As it has become the practice, Governor Aliyu was the first governor in the country to present a budget to the assembly for approval and without waste of time the assembly after critically scrutinising the document passed it into law early in 2014, giving the executive arm of government the legal right to start spending right from the beginning of the year unlike other assemblies who will not complete their constitutional duties on the budget until the end of the first quarter of the year.
The total fiscal estimate as presented to the assembly by Governor Aliyu is N98.85bn out of which N69.69bn is to be generated from the federation account, N9.2bn from the state share of collection from the Value Added Tax and N6.3bn Internally Generated Revenue.
The state is to also get N2.61bn from the Subsidy Re-investment Programme SURE-P and N11.0bn from the capital market.
With the first quarter of the year gone, it is necessary to examine how well the budget has performed and if the government is in position to meet its expectations and those of the public.
There is no doubt that like it happened in the last part of the 2013 financial year, revenue from the federation account in the first quarter of 2014 has been on the downward trend ( it dipped to an all time low of 46% in March this year) resulting in only N11.50bn being generated from this source as against the projected income of N17.42bn for the period though the income from this source still constitutes 62.47% of the total revenue realised in the first quarter of the year.

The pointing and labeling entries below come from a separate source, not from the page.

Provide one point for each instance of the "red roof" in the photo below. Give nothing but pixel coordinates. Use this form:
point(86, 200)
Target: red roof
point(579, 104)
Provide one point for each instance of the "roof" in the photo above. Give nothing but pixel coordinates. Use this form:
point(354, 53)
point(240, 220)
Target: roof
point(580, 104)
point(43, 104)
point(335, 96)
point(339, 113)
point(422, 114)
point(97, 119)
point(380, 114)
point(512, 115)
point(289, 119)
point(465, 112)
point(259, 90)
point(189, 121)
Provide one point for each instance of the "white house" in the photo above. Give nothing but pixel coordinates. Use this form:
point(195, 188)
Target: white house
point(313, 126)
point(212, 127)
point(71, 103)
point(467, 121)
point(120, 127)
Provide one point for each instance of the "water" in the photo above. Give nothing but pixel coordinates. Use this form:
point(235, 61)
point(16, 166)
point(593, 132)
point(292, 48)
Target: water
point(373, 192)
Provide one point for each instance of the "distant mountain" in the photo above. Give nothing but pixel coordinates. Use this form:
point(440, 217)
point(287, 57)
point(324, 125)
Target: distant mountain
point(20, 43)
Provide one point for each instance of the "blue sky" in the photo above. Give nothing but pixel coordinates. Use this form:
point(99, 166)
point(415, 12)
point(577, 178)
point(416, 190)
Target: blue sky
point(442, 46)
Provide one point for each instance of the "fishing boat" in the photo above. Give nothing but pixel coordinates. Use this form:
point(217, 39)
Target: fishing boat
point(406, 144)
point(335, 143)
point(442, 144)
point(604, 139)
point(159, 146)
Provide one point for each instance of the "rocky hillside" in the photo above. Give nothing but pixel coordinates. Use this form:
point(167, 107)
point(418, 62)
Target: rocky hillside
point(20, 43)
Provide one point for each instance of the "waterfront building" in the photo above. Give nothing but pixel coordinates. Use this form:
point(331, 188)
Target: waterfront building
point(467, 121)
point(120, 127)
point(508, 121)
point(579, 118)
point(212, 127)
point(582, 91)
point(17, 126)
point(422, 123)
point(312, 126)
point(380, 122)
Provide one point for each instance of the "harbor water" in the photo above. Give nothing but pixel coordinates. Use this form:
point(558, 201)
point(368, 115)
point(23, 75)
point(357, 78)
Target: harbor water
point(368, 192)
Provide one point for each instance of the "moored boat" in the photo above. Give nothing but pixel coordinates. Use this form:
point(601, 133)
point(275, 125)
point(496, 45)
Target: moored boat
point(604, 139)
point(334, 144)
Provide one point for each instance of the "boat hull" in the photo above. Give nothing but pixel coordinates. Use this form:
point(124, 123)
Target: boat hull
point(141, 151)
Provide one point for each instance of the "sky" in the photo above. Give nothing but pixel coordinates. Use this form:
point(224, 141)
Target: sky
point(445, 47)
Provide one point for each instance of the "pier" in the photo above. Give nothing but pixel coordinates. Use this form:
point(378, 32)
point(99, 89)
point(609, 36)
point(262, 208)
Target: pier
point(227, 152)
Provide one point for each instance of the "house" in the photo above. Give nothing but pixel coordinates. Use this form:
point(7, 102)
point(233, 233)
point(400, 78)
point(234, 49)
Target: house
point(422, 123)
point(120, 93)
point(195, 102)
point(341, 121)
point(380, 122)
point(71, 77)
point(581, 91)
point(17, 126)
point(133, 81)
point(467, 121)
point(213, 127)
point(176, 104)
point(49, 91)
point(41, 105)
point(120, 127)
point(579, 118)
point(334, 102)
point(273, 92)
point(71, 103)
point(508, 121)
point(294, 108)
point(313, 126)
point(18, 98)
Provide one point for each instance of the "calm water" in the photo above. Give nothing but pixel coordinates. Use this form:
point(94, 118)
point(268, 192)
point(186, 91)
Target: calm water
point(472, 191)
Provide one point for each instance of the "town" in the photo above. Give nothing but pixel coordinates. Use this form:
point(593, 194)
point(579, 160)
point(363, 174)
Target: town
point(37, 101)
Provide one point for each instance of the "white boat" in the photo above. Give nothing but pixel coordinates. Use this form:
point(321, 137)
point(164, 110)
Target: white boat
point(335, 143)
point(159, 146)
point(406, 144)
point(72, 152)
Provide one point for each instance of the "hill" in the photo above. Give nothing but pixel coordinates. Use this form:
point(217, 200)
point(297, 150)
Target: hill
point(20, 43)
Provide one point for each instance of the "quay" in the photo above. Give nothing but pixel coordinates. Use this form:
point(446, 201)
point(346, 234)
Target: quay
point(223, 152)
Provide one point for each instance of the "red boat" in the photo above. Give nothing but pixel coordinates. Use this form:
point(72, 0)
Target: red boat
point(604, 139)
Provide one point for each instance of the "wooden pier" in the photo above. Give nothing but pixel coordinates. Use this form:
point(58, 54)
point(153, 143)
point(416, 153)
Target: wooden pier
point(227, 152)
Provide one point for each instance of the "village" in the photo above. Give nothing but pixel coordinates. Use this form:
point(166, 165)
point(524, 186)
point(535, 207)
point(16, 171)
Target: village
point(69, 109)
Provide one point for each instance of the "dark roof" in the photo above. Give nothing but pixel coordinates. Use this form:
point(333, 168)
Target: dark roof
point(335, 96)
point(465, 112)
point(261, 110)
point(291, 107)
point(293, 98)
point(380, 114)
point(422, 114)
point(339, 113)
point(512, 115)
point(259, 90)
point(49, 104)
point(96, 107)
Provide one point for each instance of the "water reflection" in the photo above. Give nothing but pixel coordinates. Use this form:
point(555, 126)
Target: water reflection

The internally generated revenue drive of the government still fell short of expectation of the administration recording only N1.130bn or 71.58% in the first quarter of the year. The performance of the IGR which is just 6.14% of the total income of the state for the period indicates that officials of the Board of Internal Revenue still have a lot to do if the state is to meet its target for the year 2014.
Though the vice chairman of the state Planning Commission Alhaji Yahaya Dansalau sees “a steady improvement” in the IGR collection for the first quarter of the year compared to what was generated in the same period last year attributing it to “an overhaul of revenue collection and implementation of IGR strategy and the new law on revenue collections”, there is still need for the source to perform better than it is presently doing.
One revenue generation source which did not fall below the expectation of the government in the first quarter of the year is the Capital Receipts. This source in the period was able to perform up to 91.% of the projection for the source and contributing 14.34% of the total funds flow to the coffers of the administration. The improvement recorded from this sector followed the bonds fund utilisation, draw down of N972m from the World Bank for RAMP and activities of the United Nations Children Emergency Funds UNICEF.
However unlike in the first quarter of last year when the state generated over N17,489,662,735.45 from all sources, there was a little improvement in the first quarter income for the year 2014 with a total income of N18,416,004,061.10.
The recurrent expenditure, including personnel and overhead costs and consolidated charges reduced by about N1bn in the first quarter of the year 2014 when compared to similar expenditure in the same period in 2013.
Despite the decline in the income of the government in the first quarter of the year it was still able to fulfill its obligations to the people and also service its debt. The Economic Social Regional General Administration and Science and Technology received for the first quarter of the year recorded between 12.78% and 99.72% performance.
The state has not only been regularly paying the salaries and allowances of its workers, supply of drugs and other medicaments to hospitals and basic health centres and clinics across the state has not been interrupted just as treated water continue to flow from the taps in towns and cities in the state.